The eight laws are not weighted equally. On conflict the order is fixed: testable acceptance beats completeness, scope discipline beats ambition, and handoff completeness beats author convenience. In practice: a load-bearing requirement with no observable acceptance signal, or an irreversible, state-changing step with no named human gate and no rollback path, is scored as a production_blocker. It caps the grade and must be fixed before anyone builds, the same way a failed trust boundary caps the architecture grade and a WCAG target-size breach caps the surface grade. A thin decision trail or a missing doctrine citation is hardening_recommended or polish: it surfaces in a next-iteration list without dragging the score down. A high grade means the spec floors hold, not that the document is exhaustive.

Is the spec grade a certified verdict?

Not yet, and the tool says so on every run. spec.validate v1 is a single-pass review at high reasoning effort. It has no consensus mode and no certification path, those stay architect.validate-only for now, and its score calibration is not yet tuned against a corpus of real runs the way the architect's was. Treat the grade as a directional quality signal, not a certified badge. The one part that is hard, not directional, is the testability floor: a requirement nobody can check, or an irreversible step with no named gate, is a checkable fact about the document, not a matter of taste.

What should I send, and what comes back marked not_applicable?

Send the full spec text verbatim as implementation_context. For an OpenSpec change, concatenate proposal.md, design.md, tasks.md, and the delta specs into one call, no truncation and no placeholders (they are read as literal content, and the reviewer would grade a document that is not yours). Source code and UI artefacts return spec_classification: non_spec and tier: not_applicable, they are not failed, they are just not specifications; submit those to architect.validate or design.validate instead. Submit the actual document the team will build from.

Is my specification stored when I call spec.validate?

Your spec text is sent to OpenAI (US) to generate the review, as a sub-processor under the EU Standard Contractual Clauses and UK Addendum, on a no-training basis, retained under OpenAI's API data-retention terms.
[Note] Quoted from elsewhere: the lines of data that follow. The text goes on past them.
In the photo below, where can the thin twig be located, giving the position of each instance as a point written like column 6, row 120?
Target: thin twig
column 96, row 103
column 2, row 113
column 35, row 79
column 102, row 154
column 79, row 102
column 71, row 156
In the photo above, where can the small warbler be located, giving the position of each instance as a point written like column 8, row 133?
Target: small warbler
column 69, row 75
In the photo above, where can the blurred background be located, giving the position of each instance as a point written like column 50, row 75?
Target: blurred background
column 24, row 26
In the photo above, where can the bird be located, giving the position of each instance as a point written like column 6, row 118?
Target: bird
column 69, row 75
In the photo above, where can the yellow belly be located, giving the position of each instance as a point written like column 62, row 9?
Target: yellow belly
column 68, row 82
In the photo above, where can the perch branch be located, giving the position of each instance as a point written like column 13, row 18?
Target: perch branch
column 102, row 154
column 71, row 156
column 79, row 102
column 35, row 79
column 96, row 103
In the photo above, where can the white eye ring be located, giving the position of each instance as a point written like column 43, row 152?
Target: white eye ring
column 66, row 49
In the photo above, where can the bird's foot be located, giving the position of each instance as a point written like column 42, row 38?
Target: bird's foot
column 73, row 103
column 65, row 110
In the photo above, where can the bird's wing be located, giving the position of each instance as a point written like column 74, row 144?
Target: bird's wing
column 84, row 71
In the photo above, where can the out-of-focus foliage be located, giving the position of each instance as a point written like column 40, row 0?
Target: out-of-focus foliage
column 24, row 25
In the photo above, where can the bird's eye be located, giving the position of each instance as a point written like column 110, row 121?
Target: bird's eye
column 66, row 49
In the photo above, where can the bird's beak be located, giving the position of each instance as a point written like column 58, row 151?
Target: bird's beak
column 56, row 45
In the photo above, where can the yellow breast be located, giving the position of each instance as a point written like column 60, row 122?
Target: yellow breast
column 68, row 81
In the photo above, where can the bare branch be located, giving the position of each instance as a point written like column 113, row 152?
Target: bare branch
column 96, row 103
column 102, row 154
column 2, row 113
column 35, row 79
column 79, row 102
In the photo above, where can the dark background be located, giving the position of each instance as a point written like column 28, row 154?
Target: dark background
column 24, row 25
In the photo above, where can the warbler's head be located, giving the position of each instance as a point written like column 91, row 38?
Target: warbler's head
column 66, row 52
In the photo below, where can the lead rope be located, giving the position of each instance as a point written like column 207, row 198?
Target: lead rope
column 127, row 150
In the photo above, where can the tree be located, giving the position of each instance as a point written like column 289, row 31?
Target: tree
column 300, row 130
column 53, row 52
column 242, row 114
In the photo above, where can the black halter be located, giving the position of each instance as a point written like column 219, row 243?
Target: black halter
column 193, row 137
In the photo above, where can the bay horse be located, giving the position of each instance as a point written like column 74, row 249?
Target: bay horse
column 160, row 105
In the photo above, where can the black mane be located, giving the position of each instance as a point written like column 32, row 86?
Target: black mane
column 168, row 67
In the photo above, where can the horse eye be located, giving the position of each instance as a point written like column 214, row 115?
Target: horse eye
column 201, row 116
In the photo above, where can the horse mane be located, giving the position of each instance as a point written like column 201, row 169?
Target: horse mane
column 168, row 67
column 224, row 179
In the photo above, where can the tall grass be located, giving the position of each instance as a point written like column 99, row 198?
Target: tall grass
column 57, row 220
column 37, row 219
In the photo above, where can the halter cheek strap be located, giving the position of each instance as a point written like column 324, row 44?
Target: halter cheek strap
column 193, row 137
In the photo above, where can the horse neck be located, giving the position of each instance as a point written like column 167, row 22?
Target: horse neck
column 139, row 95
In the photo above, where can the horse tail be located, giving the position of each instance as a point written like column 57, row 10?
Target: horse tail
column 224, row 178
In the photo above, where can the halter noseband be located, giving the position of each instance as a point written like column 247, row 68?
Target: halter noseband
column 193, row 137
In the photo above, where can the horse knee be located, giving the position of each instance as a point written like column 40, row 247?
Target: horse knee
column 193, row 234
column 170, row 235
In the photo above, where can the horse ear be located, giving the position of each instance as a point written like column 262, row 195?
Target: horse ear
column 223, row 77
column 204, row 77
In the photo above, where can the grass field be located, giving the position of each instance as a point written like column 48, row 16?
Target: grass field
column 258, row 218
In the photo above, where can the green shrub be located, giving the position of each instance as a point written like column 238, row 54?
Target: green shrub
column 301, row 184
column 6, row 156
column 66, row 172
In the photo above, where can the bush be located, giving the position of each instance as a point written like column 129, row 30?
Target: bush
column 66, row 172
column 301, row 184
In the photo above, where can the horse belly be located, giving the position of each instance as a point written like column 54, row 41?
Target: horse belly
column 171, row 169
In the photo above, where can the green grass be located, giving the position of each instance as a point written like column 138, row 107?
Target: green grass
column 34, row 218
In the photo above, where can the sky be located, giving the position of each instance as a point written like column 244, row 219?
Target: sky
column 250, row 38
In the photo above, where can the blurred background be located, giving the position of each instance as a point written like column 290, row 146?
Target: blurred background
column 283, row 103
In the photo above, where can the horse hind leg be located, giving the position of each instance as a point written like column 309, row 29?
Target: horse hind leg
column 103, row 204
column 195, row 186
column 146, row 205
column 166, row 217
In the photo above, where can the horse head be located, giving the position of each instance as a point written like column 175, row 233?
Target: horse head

AI Design Blueprint stores the structured result (score and per-law verdicts) plus, when you pass repository, a project identifier for grouping. Pass private_session=true to skip server-side run persistence; operational cost and audit records (never your spec text) are still kept. Any instruction-shaped text inside your document is treated as inert untrusted data, not as instructions to follow. Compute runs on Google Cloud Run; data at rest is in Cloud SQL, kept in the UK/EEA (Google Cloud europe-west2, London). Full detail on the trust and data handling page.